MS: I still think it's very relevant. You can't deny it, because it's very direct and it remains extremely close to people. It's not one step removed, like when you make an electronic record and you didn't exactly make the sound yourself, you know? I also think nothing becomes clearer faster than the limitations of electronic music. Pretty much everything has been tried with it. It seems to be the kind of thing that will never last that long, just until the focus gets more on people instead of trying to replace the newest trend. It'll come back again; it just takes people being interested again. When people are tired enough of groove- and rap-oriented rock, people with songs will come back with a vengeance. There are a lot of artists around right now who are really good and in the prime of their music-making ability who aren't getting much of an outlet, and that's a shame. Part of me feels that some smart person will figure out how to get them all together and co-opt them and make some money and make their careers last.

O: In terms of your output, it's safe to say that Girlfriend is considered by nearly everyone to be your creative peak.

MS: That's the way it's been. But 100% Fun did as well as Girlfriend much faster and I didn't get that quite as much. I got it around the time of Altered Beast and Blue Sky On Mars; those records people didn't connect with as much.


O: Why do you think that was?

MS: I think because Girlfriend was such a simple, emotional, relationship sort of record, and it could apply to so many people in relationships. I didn't want to try to make these completely standard relationship records forever, so I went off and made a little weirder and freakier record with Altered Beast that had different sorts of moods on it. 100% Fun was more balanced. Blue Sky On Mars was perceived as not connecting well with people, but it's done better than the new record has, and people are saying that the new album is as good as Girlfriend or the best since Girlfriend.

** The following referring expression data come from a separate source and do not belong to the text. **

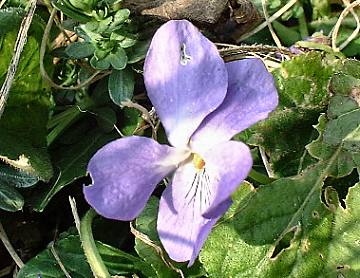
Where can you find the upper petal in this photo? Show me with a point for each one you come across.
(124, 174)
(251, 96)
(185, 78)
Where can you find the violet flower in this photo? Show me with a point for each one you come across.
(202, 103)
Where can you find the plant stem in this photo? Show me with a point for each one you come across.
(5, 240)
(91, 252)
(261, 178)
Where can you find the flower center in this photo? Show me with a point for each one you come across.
(198, 162)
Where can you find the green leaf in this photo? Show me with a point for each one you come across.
(120, 16)
(146, 224)
(303, 93)
(71, 255)
(344, 249)
(106, 118)
(100, 64)
(130, 121)
(118, 59)
(68, 9)
(16, 178)
(121, 85)
(10, 19)
(340, 130)
(79, 50)
(72, 161)
(10, 198)
(23, 124)
(137, 52)
(284, 230)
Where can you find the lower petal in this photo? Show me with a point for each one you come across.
(124, 174)
(183, 232)
(228, 164)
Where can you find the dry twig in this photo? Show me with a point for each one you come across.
(271, 19)
(144, 238)
(19, 46)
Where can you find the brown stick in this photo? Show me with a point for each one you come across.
(19, 46)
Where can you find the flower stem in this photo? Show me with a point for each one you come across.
(259, 177)
(91, 252)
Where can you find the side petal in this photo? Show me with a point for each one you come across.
(183, 232)
(124, 174)
(185, 78)
(251, 96)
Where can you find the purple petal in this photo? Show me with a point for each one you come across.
(197, 198)
(228, 164)
(250, 98)
(125, 173)
(185, 78)
(183, 232)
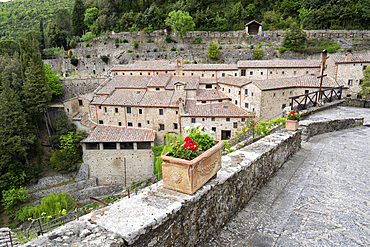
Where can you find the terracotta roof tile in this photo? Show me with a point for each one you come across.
(210, 94)
(300, 81)
(125, 97)
(279, 64)
(219, 109)
(145, 66)
(106, 133)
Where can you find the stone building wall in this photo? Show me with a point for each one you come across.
(119, 166)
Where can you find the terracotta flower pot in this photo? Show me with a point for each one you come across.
(291, 125)
(188, 176)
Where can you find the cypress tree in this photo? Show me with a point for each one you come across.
(15, 137)
(36, 92)
(78, 16)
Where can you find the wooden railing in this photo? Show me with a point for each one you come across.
(301, 102)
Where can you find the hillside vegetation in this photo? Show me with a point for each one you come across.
(100, 16)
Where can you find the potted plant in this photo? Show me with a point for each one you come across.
(192, 161)
(292, 120)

O: Does it bother you that everyone uses it as the yardstick to measure your career?


MS: I don't think it does. Everybody still only talks about Girlfriend, but at least they really like the record. I'm happy to have a record anyone cares so much about.

O: Getting back to songs like "Millennium Blues," are you more concerned with your own mortality at this point?

MS: Not more than I ever have been. I've always thought about that; it's always been the thing that informs the depression in my life. [Laughs.]


O: Isn't 35 kind of early to start worrying about it?

MS: How can it not be, for anyone who faces up to the facts of life? It's in there somewhat. But when I go to those places, it makes me feel better about everything. At least I acknowledge that I'm not going to live forever, and that I'm not super-young anymore. I'm not saying I'm the oldest person around—I still feel young—but if you're a self-aware person, you realize what's happening in your life.

O: You've packaged In Reverse with a painting by Margaret Keane. Is your interest in her work part of a desire to capture that nostalgia of childhood?


MS: That's interesting. My wife and I collect a lot of her artwork, as well as the work of a lot of the people who've copied her style. We've become crazy about that whole world of these painters that existed then. We collect stuff by a lot of other artists, too—all in the "big eye" category. We're actually starting to write a book about all the artists in this trend and compile them in one place for the first time. We have a book agent in New York, and we're slowly writing the book. The paintings are partly about that innocence, but, especially in Keane's stuff, there's also a spacey mystical quality that feels sort of pure to me. Collecting art has been a very valuable thing for me in terms of thinking about what I do. The more I can make things that make me happy, the more I'll be an artist with an identity.